There has been a lot of discussion on UK lists recently about the ‘discovery problem’ with federated access management. I think this can actually be translated in to three questions:

1. How do users know which ‘log-in link’ to click on when they are presented with a variety of options such as ‘organisational log-in’, ‘athens log-in’, ‘account log-in’ etc. and which credentials do they use?
2. Can users (and Service Providers) cope with the WAYF approach and should this be federation-centric or service provider-centric?
3. How do institutions ‘brand’ the log-in page they present to users and describe the network or institutional log-in, and can we gain consistency in use of this language?

There are a variety of opinions of how this should be done.
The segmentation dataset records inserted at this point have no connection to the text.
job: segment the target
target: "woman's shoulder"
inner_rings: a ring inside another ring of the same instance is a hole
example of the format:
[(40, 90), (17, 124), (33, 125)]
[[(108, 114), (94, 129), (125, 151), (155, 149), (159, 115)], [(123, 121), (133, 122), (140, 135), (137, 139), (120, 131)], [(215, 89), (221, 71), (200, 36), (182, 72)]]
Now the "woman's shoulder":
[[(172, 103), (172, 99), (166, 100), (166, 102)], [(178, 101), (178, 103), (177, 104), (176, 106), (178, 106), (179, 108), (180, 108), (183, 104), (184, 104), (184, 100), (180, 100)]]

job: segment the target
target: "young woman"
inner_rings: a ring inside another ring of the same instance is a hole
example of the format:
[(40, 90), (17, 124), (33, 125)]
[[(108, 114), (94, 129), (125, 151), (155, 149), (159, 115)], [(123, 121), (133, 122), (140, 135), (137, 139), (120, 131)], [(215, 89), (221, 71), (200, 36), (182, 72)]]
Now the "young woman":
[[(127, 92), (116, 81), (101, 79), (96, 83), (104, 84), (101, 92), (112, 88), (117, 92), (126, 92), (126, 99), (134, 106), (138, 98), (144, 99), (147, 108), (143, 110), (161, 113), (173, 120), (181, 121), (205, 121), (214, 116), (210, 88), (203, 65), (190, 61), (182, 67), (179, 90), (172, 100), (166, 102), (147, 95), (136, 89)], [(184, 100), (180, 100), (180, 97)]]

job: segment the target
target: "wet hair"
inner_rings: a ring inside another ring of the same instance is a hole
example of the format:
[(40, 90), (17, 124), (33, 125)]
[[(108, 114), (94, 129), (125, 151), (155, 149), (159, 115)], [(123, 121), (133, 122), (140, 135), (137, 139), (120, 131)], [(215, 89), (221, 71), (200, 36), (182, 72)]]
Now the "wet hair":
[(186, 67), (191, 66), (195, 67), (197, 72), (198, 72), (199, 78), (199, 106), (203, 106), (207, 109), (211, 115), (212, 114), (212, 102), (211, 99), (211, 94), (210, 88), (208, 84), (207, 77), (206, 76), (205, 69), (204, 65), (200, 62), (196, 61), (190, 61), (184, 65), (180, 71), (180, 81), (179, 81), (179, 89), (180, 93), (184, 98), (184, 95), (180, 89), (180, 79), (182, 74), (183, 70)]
Below, I’ve recorded my personal thoughts in relation to this, but I’d be very interested to hear from others…

• Identity Providers should use institutional branding on log-in pages where-ever possible, and particularly if the credentials for federated access are the same as a user’s typical organisation log-in.
• If an IdP uses different credentials for federated access management, they may wish to consider using UK federation branding to help differentiate. Some guidelines are available here. It is worth considering whether the UK federation will be the custodian of all federated access transactions before making this decision (i.e. internal federated resources, other collaborative resources etc.).
• Use of a centralised, federation-controlled WAYF is clearly not the most effective way of carrying out discovery and should be used as a ‘last resort’ when Identity Providers or Service Providers have no other ways of managing discovery.
• Users like embedded links in institutional repositories / portals, but more work is needed to make the creation and embedding of structured links easier and more maintainable.
• Service Providers should think long and hard about how they present log-in links to users.

I think there is some work for the access management team here…but there are some really good examples of good discovery in action.

From the Identity Provider perspective, I really like the approach taken by Margaret Flett at UCL, as described in her presentation to CPD25.

From the Service Provider perspective, I like the elegance of the SP-side WAYF created by JSTOR, which combines both Athens access and devolved access in to one process.